Summary: Forgiveness releases us from the burden of guilt and regret we carry. When we're freed from it, our spirit is renewed.

March 17, 2021

Hope Lutheran Church

Rev. Mary Erickson

Luke 7:36-50

Forgiveness and a Renewed Spirit

Friends, may grace and peace be yours in abundance in the knowledge of God and Christ Jesus our Lord.

The movie “The Mission” came out in 1986. Church Times has named it as the #1 movie on their list of the top 50 religious films. The story takes place in the mid 1700’s. A Jesuit priest contacts a very remote people in the Argentinian jungle. The Guarani live at the top of a very high waterfall. The only way to reach them is to scale the cliff wall beside the waterfall.

Jeremy Irons plays Father Gabriel. He has a very gentle soul and the Guarani people accept him. They come to faith through Father Gabriel.

When he returns to the nearest city for provisions, he’s asked to see a man on his sickbed. The man is Rodrigo Mendoza, a slave trader. When Mendoza discovered that his younger brother was having an affair with his fiancée, he killed his brother in a duel. Now he has fallen into a deep despair.
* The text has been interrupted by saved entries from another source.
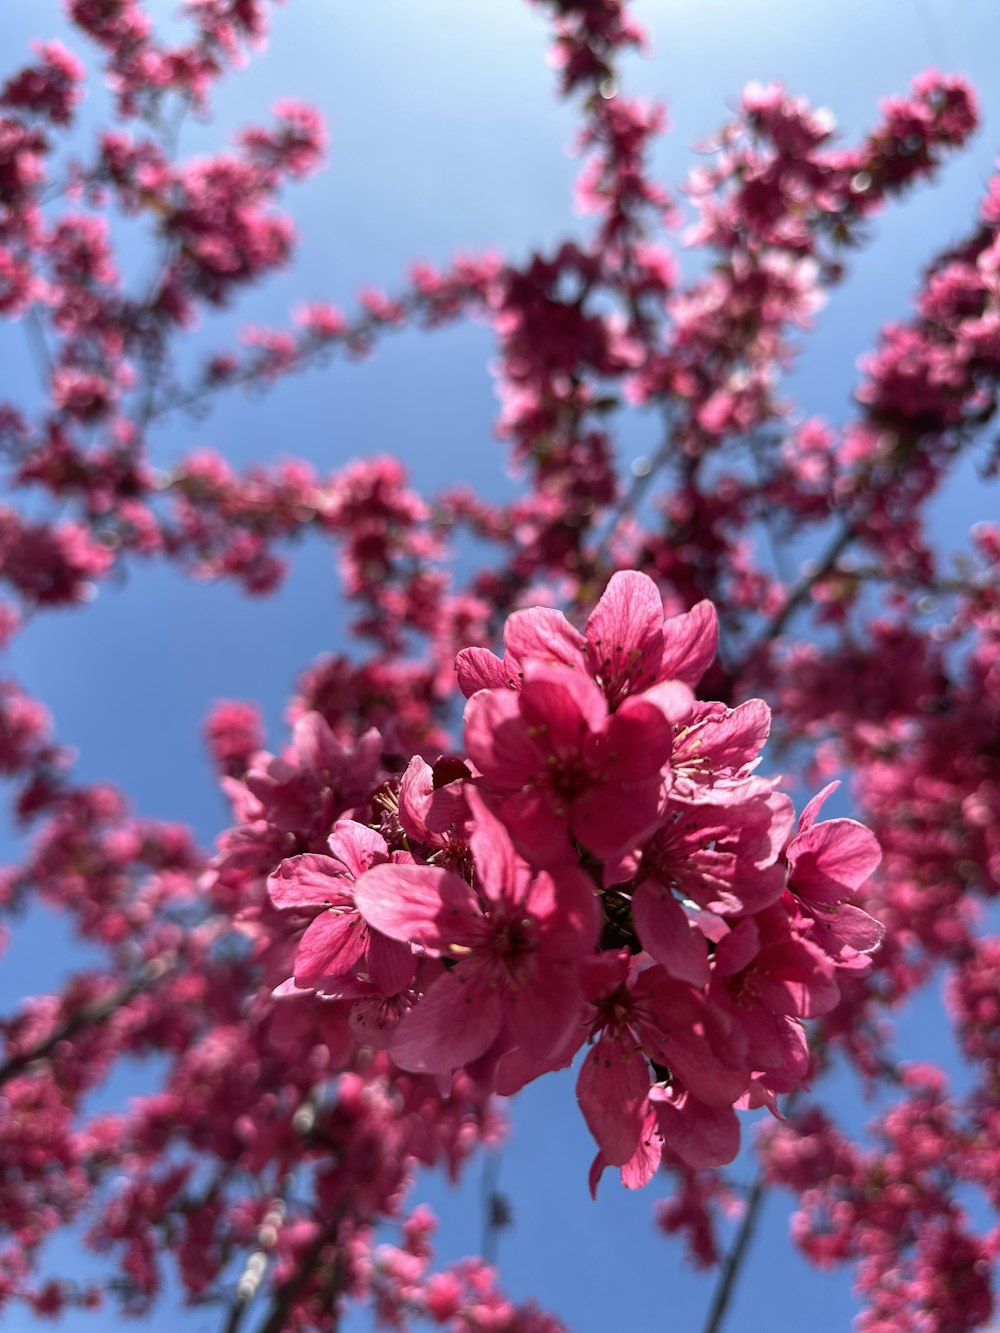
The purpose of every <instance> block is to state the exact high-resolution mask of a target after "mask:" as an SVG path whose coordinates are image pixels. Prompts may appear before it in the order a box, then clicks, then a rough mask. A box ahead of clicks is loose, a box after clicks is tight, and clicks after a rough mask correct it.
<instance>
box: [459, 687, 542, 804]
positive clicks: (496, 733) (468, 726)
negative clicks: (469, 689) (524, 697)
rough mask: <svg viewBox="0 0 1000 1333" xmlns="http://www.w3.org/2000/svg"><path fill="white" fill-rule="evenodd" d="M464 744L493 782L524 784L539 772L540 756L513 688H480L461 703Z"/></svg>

He confesses all his sins to Father Gabriel. Father assigns him a very hard penance: Mendoza has to join Father Gabriel back to his mission. On the way, he has to carry his heavy suit of armor.

When Mendoza reaches the high waterfalls, he ties the armor around his body. It hangs beneath him like a corpse. The armor represents his old, sinful self. It drags him down and won’t let him go.

Climbing the cliff with the heavy armor seems like more than a person can endure. Other priests in the party tell Father Gabriel that Mendoza has more than accomplished his penance. It’s time to cut him loose. But Father Gabriel says, “No, it’s not long enough until he says it’s long enough.”

Mendoza finally makes it to the top of the waterfall. He’s filthy and completely spent. Once there, the party of Guarani people immediately recognize him. This man is the slave trader who has stolen members of their people and sold them into slavery.

An elder approaches the exhausted Mendoza. He places a large knife next to Mendoza’s neck. In his native tongue, the Guarani elder speaks angrily to Mendoza. He’s accusing him of being a deplorable worm. Mendoza seems to accept that he deserves to die.

But then, in an act of remarkable mercy, the Guarani man cuts the rope tying Mendoza to the heavy armor. He is freed from the wretched, old self that burdened him and would not let him go. The source of his freedom came to him from the very people he had abused. Mendoza is overcome by the undeserved grace. He weeps for joy.

The story arc depicts how the guilt from our misdeeds weighs us down. It saps our energy and robs us of joy. There’s nothing we can do to make it right. But forgiveness comes to us from a source outside of ourselves. It frees us from the incapacitating weight of our sin. And joy comes with deliverance.

The gospel of Luke contains the story of a telling encounter with Jesus. A religious leader, a Pharisee named Simon, invites Jesus to dine with him. While at the meal, a notorious, sinful woman in the city finds out that Jesus is at the Pharisee’s house. Uninvited, she enters the Simon’s house. She’s carrying a jar of very precious ointment with her. She breaks open the jar and pours its fragrant contents over Jesus’ feet. Crying tears of gratitude, she kisses Jesus’ feet.

The Pharisee is shocked and offended by the display. He thinks to himself, “If Jesus had any idea who this woman is and what terrible things she’s done, he wouldn’t let her touch him.”

Jesus senses what Simon is thinking. So he tells him a story. Two men owe a debt to a creditor. One man owes 50 denarii while the other man owes ten times as much, 500 denarii. The creditor forgives the debt of both men. Then Jesus asks the Pharisee, “Which of the two debtors will love him more?” Simon says, “The one who owed him more.”

Jesus then points out Simon’s stingy hospitality. He compares it with the woman’s effusive display of gratitude. Then Jesus bends low and says to the woman, “Your sins are forgiven.”

Receiving forgiveness is a weight off our soul. It removes a burden that we have created ourselves. But we’re unable to remove it. We can’t undo what we’ve done. We can’t right the wrong. It can only be relieved – forgiven. And that forgiveness can only come from the one we have offended and harmed.

During our worship on Sunday mornings, we typically begin with a brief order of confession and forgiveness. We confess that there are things we have done – or left undone – through our thoughts, words, and deeds. These have been contrary towards God’s intentions for our living.